UPDATE2: 世界経済と金融市場の安定化が「最優先課題」=G7声明

 [ローマ 14日 ロイター] 7カ国財務相・中央銀行総裁会議(G7)は14日、世界経済と金融市場の安定化が「最優先課題」との認識を示し、「成長と雇用の維持、金融部門の強化に向けたあらゆる政策手段の導入で協力することを再確認する」とする声明を採択して閉幕した。

 為替相場に関しては、引き続き為替市場を注視し、適切に協力するとし、前回の昨年10月会合の声明の文言をほぼ踏襲した。

 ただ中国人民元に関しては「中国の財政出動と、一段と柔軟な為替レートへの取り組み継続を歓迎する。こうした取り組みは人民元の一段の上昇につながる」とし、中国が人民元を操作しているとのガイトナー米財務長官の発言をめぐる米中間の緊張をほぐす努力が続く中、前回声明よりもトーンがやや和らげられた。

 また世界貿易に関して「景気低迷を悪化させる効果しかない保護主義的な政策の阻止、新たな障壁の導入阻止、世界貿易機関(WTO)の新多角的通商交渉(ドーハ・ラウンド)の迅速で野心的な決着に向け、引き続き努力する」とした。

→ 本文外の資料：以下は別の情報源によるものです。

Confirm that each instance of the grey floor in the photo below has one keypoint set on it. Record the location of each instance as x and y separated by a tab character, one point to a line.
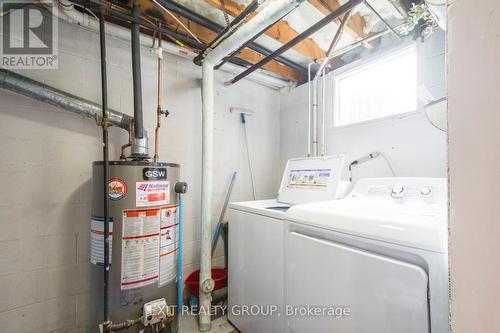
189	324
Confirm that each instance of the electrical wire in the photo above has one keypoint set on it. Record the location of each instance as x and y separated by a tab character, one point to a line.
178	21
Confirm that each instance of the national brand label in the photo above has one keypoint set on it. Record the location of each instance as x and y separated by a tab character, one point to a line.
152	193
154	173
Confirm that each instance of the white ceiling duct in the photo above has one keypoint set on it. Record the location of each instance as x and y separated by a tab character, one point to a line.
438	9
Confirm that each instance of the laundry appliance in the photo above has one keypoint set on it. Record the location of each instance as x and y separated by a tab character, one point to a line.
256	248
380	254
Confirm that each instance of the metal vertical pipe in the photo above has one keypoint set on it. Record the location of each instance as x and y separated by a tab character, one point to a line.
136	74
158	107
206	285
314	121
323	115
309	110
105	153
179	257
315	93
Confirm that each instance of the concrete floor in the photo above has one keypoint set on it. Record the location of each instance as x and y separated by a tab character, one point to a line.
189	324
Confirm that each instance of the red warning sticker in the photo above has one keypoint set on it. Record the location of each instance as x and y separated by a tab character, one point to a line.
153	193
117	189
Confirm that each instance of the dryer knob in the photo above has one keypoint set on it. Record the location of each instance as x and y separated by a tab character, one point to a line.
398	191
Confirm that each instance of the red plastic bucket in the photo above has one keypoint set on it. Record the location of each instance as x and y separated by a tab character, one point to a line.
219	275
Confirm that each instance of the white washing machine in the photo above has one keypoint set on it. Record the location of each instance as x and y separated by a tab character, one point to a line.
378	258
256	243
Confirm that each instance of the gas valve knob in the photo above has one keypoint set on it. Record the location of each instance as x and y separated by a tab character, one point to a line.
180	187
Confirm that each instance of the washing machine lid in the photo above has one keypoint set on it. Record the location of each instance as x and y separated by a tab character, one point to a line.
415	216
271	208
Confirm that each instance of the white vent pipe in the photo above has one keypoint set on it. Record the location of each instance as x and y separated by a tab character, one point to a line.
271	13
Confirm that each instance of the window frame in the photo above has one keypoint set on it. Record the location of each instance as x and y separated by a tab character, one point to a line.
359	64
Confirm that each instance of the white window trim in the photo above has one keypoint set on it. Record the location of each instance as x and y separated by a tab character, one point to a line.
366	62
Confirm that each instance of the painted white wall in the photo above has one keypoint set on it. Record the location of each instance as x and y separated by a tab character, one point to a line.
474	160
45	170
413	145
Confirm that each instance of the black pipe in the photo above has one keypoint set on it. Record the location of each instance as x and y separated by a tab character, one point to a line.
105	157
110	11
136	74
313	29
195	17
247	11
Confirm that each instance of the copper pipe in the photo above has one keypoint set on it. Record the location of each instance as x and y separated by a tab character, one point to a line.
158	108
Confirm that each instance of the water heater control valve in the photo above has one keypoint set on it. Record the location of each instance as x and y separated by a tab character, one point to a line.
155	312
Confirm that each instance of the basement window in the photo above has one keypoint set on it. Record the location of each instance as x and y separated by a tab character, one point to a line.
378	89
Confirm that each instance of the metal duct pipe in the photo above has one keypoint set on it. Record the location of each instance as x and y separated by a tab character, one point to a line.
136	74
268	15
139	149
42	92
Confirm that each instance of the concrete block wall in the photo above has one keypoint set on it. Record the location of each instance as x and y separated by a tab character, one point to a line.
413	145
45	170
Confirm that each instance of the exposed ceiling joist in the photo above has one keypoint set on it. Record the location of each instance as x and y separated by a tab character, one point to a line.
281	31
355	26
206	36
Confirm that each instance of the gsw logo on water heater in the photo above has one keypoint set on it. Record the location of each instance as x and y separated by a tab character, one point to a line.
154	173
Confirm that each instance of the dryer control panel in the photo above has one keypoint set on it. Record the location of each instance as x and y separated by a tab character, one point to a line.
424	190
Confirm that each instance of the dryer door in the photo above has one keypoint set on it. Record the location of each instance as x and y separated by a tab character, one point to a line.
383	295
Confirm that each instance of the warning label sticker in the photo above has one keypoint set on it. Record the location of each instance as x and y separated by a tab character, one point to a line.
309	178
97	240
152	193
140	248
169	231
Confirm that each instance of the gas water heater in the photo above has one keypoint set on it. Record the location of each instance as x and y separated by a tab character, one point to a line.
143	232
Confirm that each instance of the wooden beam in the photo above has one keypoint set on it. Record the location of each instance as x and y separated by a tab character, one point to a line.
206	36
281	31
355	26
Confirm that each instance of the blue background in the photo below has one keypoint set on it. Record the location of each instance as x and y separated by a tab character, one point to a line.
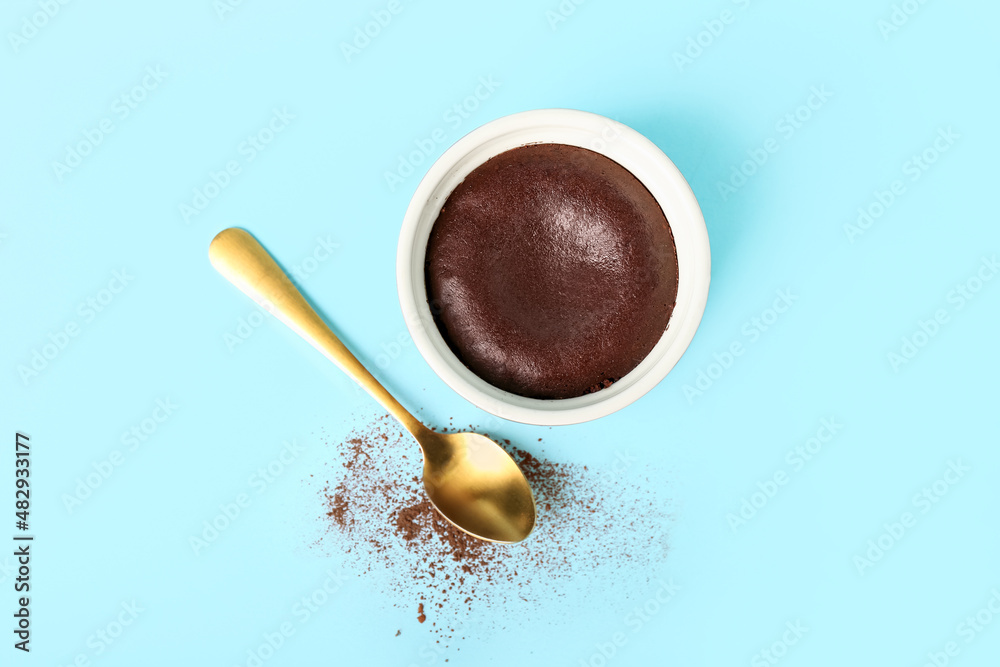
323	176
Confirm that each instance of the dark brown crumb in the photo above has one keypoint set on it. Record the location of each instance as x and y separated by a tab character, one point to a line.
604	384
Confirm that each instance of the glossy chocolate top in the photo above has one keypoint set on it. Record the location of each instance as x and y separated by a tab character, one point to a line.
552	271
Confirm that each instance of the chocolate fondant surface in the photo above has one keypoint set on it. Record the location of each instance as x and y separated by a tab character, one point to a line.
551	271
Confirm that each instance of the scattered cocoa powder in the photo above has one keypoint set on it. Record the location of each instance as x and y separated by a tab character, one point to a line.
589	527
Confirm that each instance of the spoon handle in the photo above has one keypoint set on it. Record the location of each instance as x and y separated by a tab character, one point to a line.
243	261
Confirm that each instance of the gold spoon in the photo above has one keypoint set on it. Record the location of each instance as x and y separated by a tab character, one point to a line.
469	478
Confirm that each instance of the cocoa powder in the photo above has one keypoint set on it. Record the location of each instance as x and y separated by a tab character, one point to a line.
377	516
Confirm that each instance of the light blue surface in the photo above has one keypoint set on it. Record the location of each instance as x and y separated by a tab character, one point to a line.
323	177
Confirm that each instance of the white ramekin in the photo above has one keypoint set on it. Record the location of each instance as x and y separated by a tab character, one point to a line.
577	128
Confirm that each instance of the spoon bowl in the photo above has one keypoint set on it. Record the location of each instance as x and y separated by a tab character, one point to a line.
477	486
469	478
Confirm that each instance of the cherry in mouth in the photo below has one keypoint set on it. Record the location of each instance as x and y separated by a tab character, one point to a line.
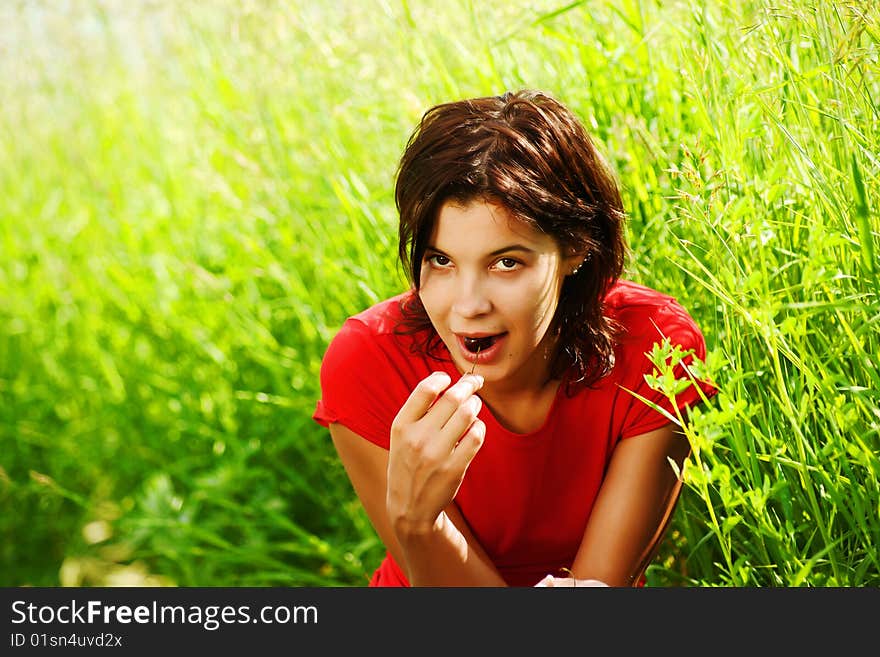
479	344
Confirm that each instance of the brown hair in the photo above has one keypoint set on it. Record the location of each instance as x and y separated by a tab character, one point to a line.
530	154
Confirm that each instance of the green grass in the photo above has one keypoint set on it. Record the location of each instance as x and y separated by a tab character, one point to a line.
194	199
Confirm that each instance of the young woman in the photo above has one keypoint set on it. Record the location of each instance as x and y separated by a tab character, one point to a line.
486	417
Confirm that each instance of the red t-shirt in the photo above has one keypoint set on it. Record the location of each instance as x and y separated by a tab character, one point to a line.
527	497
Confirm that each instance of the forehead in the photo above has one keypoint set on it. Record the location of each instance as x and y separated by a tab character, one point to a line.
484	225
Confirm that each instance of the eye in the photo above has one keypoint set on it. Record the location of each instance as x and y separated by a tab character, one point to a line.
507	264
437	260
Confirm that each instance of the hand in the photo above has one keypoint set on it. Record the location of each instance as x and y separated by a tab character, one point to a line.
559	582
433	441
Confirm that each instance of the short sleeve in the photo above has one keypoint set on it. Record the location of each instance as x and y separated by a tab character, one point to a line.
354	391
673	322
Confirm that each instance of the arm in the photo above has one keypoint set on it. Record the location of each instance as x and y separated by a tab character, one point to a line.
633	507
448	555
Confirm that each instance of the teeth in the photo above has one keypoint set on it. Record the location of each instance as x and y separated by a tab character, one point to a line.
473	344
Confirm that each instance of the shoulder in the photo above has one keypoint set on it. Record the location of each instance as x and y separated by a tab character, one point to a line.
372	330
383	317
647	315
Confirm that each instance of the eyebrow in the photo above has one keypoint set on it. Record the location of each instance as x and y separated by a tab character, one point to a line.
503	249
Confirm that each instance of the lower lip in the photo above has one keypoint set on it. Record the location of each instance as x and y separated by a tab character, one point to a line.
485	356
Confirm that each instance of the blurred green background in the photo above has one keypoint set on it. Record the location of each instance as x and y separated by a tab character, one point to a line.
194	196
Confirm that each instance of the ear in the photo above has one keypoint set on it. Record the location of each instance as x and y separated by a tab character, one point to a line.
573	261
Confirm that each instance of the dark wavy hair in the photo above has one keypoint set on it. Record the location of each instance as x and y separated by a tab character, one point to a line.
527	152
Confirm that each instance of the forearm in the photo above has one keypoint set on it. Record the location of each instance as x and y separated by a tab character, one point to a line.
440	555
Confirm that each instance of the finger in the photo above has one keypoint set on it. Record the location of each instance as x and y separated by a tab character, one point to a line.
422	397
448	404
462	419
468	447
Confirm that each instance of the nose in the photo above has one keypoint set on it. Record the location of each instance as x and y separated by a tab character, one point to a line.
471	297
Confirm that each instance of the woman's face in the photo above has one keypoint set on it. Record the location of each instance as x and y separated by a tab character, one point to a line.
491	283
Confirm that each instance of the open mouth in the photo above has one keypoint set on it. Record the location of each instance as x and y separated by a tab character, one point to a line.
480	344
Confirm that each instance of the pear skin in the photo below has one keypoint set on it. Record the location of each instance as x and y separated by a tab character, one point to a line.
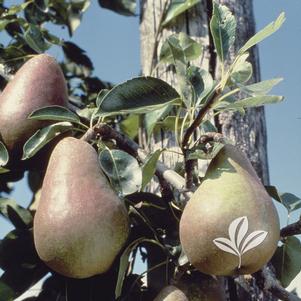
171	293
230	225
80	224
38	83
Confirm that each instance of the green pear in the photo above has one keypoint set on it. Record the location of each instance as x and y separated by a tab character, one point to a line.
230	225
171	293
38	83
80	224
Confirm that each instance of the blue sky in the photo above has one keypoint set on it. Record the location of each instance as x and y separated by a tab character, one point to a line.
112	42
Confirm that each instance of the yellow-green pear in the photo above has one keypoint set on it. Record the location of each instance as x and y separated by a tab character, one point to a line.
230	225
171	293
80	224
38	83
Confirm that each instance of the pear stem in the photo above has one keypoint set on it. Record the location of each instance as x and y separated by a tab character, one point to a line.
131	147
199	118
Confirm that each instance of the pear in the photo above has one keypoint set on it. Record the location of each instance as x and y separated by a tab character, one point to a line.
80	224
171	293
38	83
230	225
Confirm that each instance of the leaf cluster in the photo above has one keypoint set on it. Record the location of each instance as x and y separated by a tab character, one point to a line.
142	101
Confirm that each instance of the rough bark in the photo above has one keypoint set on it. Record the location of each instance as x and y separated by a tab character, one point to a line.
248	132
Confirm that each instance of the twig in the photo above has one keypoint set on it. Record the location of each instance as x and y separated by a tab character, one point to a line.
198	120
267	281
106	132
157	35
190	164
292	229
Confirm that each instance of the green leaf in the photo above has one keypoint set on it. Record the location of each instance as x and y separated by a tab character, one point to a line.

 米国では13日、米国製品の優先購入を義務付ける「バイアメリカン」条項を含む7870億ドルの景気対策修正法案を議会上院が可決。G7は声明で、自国の雇用と産業を守るために開かれた貿易が損なわれるのではないかとの懸念の払拭も狙った。

 2日間にわたって開かれたG7会合では、ドイツと英国が、世界大恐慌の時にみられたような保護主義的な政策の連鎖が再現されるリスクを指摘。またダーリング英財務相はロイターに対し、ガイトナー米財務長官との会談で「バイアメリカン」条項について議論したことを明らかにし、「米国は世界に対して負っている義務についてよく認識している」と述べた。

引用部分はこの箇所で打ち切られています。